Bob Kingon vividly recalls the excitement of traveling north to his family’s cottage as a child. His pulse would quicken upon reaching that bend or rise in the road every southern Michigan resident recognizes — the one where row crops suddenly turn to hardwoods — because he knew they were getting close.
His four-hour journey up U.S. 27 to Elk Lake near Traverse City seemed twice that long until, finally, the bright blue waters of Elk Lake came into focus from between the pines.
Over time, the family cottage was passed down to Kingon from his parents. In 2008, he razed the old cottage and built a new year-round home. As the decades passed, Kingon’s appreciation for the natural beauty that endeared the property to him as a child morphed into a passion for helping others preserve and protect Elk Lake’s quality and natural shoreline, which is about 1.5 miles wide and nine miles long. At a maximum depth of 192 feet, it’s the second-deepest inland lake in Michigan, right behind Torch Lake. That means there’s a lot to safeguard.
Kingon works tirelessly to help his Elk Lake neighbors implement their own shoreline protection projects.
As a past president and a current board member of the Elk–Skegemog Lake Association, he has recruited a community leaders, local government officials, and conservation groups to promote the preservation of natural shorelines and the implementation of shoreline improvement projects.
Kingon practices what he preaches, especially when it comes to protecting the lake against the negative consequences of runoff. While the natural power of erosion can be spectacular and beautiful, man-made changes to the landscape can be destructive, resulting in runoff from heavy rains that floods the lake with nutrients, pollutants, and sediment.

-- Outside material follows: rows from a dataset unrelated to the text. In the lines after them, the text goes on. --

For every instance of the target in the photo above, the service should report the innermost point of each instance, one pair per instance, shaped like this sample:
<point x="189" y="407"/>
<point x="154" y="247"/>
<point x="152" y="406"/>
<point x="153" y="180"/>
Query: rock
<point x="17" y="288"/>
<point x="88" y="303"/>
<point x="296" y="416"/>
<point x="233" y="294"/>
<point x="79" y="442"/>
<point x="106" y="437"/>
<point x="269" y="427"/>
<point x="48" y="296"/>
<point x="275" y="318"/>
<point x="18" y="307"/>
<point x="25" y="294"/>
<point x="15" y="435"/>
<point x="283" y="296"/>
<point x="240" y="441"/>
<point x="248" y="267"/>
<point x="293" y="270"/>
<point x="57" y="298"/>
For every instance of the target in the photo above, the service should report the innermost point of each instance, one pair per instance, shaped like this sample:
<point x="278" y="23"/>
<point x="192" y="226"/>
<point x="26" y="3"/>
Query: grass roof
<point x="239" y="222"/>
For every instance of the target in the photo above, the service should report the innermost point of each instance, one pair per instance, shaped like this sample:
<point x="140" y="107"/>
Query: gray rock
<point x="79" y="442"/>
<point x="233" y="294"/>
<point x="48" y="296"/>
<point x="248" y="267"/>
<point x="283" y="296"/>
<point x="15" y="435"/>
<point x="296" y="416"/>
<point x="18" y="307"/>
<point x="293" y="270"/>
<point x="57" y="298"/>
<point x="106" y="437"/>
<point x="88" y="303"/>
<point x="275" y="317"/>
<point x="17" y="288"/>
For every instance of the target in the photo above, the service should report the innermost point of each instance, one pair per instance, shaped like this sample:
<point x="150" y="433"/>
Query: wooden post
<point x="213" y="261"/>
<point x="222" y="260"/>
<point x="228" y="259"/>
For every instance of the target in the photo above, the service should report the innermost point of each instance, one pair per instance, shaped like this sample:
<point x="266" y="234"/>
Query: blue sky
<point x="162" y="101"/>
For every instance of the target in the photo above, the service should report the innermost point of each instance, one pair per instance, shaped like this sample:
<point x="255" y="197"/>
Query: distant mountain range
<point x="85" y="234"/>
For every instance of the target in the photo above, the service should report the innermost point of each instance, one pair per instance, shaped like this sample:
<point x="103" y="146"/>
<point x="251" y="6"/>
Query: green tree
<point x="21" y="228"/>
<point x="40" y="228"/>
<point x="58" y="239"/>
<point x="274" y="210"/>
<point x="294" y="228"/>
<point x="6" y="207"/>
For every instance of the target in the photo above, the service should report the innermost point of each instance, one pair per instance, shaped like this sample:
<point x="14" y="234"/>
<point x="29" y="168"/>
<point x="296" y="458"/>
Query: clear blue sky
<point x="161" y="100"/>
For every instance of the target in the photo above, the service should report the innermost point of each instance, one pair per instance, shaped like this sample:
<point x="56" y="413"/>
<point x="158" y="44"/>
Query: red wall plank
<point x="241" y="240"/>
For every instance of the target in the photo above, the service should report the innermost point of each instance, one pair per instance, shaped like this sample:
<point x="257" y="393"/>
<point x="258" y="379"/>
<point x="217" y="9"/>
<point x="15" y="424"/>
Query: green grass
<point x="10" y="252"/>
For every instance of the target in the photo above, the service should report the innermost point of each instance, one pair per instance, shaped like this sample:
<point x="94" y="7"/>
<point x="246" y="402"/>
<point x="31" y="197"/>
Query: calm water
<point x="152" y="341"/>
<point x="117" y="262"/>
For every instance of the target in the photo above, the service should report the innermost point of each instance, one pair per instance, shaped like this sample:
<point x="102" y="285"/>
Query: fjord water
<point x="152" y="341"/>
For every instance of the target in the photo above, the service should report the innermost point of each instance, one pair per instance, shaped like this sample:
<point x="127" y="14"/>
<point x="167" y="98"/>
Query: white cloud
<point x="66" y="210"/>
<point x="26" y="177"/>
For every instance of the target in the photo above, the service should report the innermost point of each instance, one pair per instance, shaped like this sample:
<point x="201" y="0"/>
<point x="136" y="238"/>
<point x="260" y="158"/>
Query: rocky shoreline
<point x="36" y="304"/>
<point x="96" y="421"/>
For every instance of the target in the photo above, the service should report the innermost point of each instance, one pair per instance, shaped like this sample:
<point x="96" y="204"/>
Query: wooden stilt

Kingon addressed this concern by observing the natural flow of rainwater on his property and installing stormwater retention areas to capture and hold rainwater.
For additional protection, Kingon promotes the use of natural filters, such as plants with leaves that reach skyward for enhancing wildlife habitat and roots that burrow deep beneath the soil to intercept and extract phosphorous and other nutrients before they can reach the lake.
Like Kingon, Jim Lill’s memories of Elk Lake span decades. An owner of a Chicago-based business, he commutes between his Elk Lake home and the Chicago area aboard his King-Air C90. The aerial view provides a unique perspective of the area’s natural beauty.
Shortly after marrying his wife, Mary, Lill transformed their home into a seasonal residence that serves as a testament to the compatibility between old growth forests, native plants, and stunning lakefront views.
Careful placement of a patio that considers sight lines through the hardwoods, a walkway to the boat dock that minimizes the impact on native plants, and the addition of rocks to prevent shoreline erosion were all part of the Lill residence’s transformation into a conservation-minded homestead.
Karin Wolfe is a fellow Elk Lake lakefront resident who advocates for healthy, natural solutions that beautify her property. Wolfe spent her childhood in southeast Michigan and much of her adult life in the Florida Keys. It was there that she became active in local garden clubs and conservation groups supporting the protection of the Everglades.
Upon returning to Michigan with her husband, Ted, in 2016, she brought her passion for nature to her Elk Lake property, planting native grasses and flowers to attract pollinators and birds.
For Kingon, Lill, and Wolfe, the shoreline is a thread to cherished memories — an interface between the family homestead and the pristine waters of Elk Lake. And just like connections between people, all three agree that shorelines require nurturing and protection to stay vibrant for generations to come.